Ricardo se acercó a Luis y
ambos se aproximaron a mí.
- Luis, este es Jesús. Está
pasando las vacaciones en casa de sus abuelos, esa que está detrás del bar de
Agustín. Jesús, este es Luis.
- Hola, Luis – me limité a
decir.
- Aupa, Jesús. ¿Qué tal? Ya
veo que no eres nuevo por aquí así que ya puedes considerarte miembro de
nuestra cuadrilla – dijo, autoproclamándose líder de la pandilla.
- Gracias – dije yo, y sin
pensarlo un segundo, propuse - ¿Qué tal si nos vamos a bañar todos ahora?
Seguro que habréis traído los bañadores…
- Pues claro – respondió
Luis y añadió – Aquí no se juega al fútbol sin que después nos demos un baño
ahí abajo – dijo, señalando al Machón.
La alegría era
indescriptible. Todos nos dirigimos hacia el sendero que nos habría de llevar a
aquella piscina de aguas mansas entre gritos y carcajadas. Al poco, ya nos
habíamos zambullido en nuestro río, los más mayores haciendo gala de su
valentía metiéndose en las zonas menos seguras, los demás, prudentes, buscando
el sosiego de las orillas como nuestros padres
nos tenían a todos dicho desde que allí fuéramos por primera vez.
A un metro más o menos del
agua sobresalía una roca lo suficientemente fuerte para sostener el peso de
cualquiera de nosotros, hasta de varios quizás, así que los más osados trepaban
con la ayuda de pies y manos hasta erguirse en ella para después lanzarse a lo
bomba salpicándonos a todos.
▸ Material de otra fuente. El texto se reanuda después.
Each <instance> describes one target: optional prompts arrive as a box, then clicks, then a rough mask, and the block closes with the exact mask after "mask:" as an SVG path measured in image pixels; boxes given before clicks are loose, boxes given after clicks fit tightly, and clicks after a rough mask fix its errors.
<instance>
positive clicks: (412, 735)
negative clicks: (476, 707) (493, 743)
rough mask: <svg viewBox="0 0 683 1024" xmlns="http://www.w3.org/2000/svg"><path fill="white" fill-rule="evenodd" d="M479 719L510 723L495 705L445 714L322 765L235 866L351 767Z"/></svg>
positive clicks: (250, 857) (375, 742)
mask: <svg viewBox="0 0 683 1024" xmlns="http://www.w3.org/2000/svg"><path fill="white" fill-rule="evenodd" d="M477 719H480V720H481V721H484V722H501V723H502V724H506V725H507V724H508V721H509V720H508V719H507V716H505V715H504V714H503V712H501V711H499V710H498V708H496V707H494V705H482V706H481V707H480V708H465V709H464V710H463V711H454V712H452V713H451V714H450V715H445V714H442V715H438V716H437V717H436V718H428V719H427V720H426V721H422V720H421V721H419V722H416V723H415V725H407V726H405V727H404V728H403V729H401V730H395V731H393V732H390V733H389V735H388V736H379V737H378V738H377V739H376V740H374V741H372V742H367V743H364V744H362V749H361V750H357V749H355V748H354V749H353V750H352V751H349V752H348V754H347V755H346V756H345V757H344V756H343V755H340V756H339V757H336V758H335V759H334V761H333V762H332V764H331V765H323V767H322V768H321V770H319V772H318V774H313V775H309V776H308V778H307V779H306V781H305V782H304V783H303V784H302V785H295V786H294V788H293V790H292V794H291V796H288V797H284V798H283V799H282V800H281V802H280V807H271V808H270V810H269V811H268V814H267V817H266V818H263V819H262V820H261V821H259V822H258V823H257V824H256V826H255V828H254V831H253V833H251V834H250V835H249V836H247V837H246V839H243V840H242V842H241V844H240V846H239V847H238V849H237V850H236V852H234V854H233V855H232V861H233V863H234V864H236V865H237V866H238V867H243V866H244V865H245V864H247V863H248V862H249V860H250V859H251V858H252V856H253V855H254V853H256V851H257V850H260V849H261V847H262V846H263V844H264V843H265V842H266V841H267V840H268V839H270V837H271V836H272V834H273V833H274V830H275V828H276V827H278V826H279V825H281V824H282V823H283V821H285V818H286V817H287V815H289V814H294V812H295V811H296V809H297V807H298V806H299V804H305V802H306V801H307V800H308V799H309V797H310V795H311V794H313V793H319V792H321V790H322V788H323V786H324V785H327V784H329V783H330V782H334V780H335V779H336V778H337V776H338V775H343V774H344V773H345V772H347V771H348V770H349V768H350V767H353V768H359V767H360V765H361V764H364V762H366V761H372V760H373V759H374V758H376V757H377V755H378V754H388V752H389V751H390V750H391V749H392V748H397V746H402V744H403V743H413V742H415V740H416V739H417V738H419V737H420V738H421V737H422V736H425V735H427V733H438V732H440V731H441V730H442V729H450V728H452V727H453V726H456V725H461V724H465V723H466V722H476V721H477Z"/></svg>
Los que allí vivían iban incluso más lejos y hasta
eran capaces de tirarse de cabeza sin hacerse ningún daño, lo que a mí me
parecía una verdadera hazaña. Yo me limitaba a nadar de la forma en que sabía,
manteniéndome a flote y avanzando poco a poco con los brazos sin olvidar de
esforzarme en mover los pies a la vez, como me había dicho mi padre, pero sin
demasiado éxito aún.
Todos parecían haber asumido
el liderazgo de Luis, talvez porque fuera de la ciudad, o porque sus padres
fueran ricos y vivieran en la casa grande o simplemente porque era el que más
confianza tenía en sí mismo. A mí me resultaba extraño que alguien de fuera
hubiera tomado el mando así, en un abrir y cerrar de ojos, casi sin hacer nada
pero, una vez más, preferí permanecer callado. En el fondo había algo en aquel
chaval que me agradaba, sin saber muy bien lo que era.
Teresa se había quedado en
la orilla presenciando atenta nuestras bromas y aguadillas y yo, de vez en
cuando, le robaba una mirada fugaz. Desde el agua y con el sol a sus espaldas,
era aún más guapa con su vestidito inmaculadamente blanco y sus sandalias de goma.
Durante un momento, creí sentir que ella también me miraba y me sonreía pero,
quizás, sólo fue producto de mi imaginación, consecuencia apenas de un deseo
que a lo mejor nunca se convertiría en realidad.
De este modo continuamos
durante no sé cuánto tiempo, ajenos al mundo, hasta que uno de los niños
preguntó a voz en grito:
- ¿Qué hora es? ¿Alguien
tiene reloj?
- Yo no – dijo uno.
- Ni yo – dijo otro.
- Ni yo – rió otro.
- Yo sí tengo – respondió
Teresa al cabo de unos segundos – Van a ser la una y veinte.
- ¡Dios mío! – dije yo –
Tenemos que darnos prisa. Mi abuela me ha dicho que tenía que volver a casa a
la una y media para comer, así que más nos vale salir de aquí lo antes posible,
secarnos, vestirnos e irnos. Vosotros también tendréis que ir a comer, ¿no?
- Sí – respondieron unos
cuantos al unísono.
Y en menos de cinco minutos,
ya estábamos todos preparados y subiendo la ladera que daba a la Galiana para
ir a nuestras respectivas casas a comer. Cada uno tomó su camino y yo dirigí
mis pasos hacia casa con la triunfante sensación de pertenecer a la cuadrilla
de niños de Laiseca por derecho propio y por todos aceptado, si bien no acababa
de entender eso de que Luis se hubiera convertido en el líder de esa manera tan
rápida.
En el camino de vuelta, no
paraba de pensar en Teresa, sin saber por qué ni de qué manera, sin
sentimientos definidos. A la una y media en punto, entraba por la puerta de
casa, como le había prometido a mi abuela.
- ¡Abuela! – grité mientras
subía por las escaleras – Ya estoy aquí.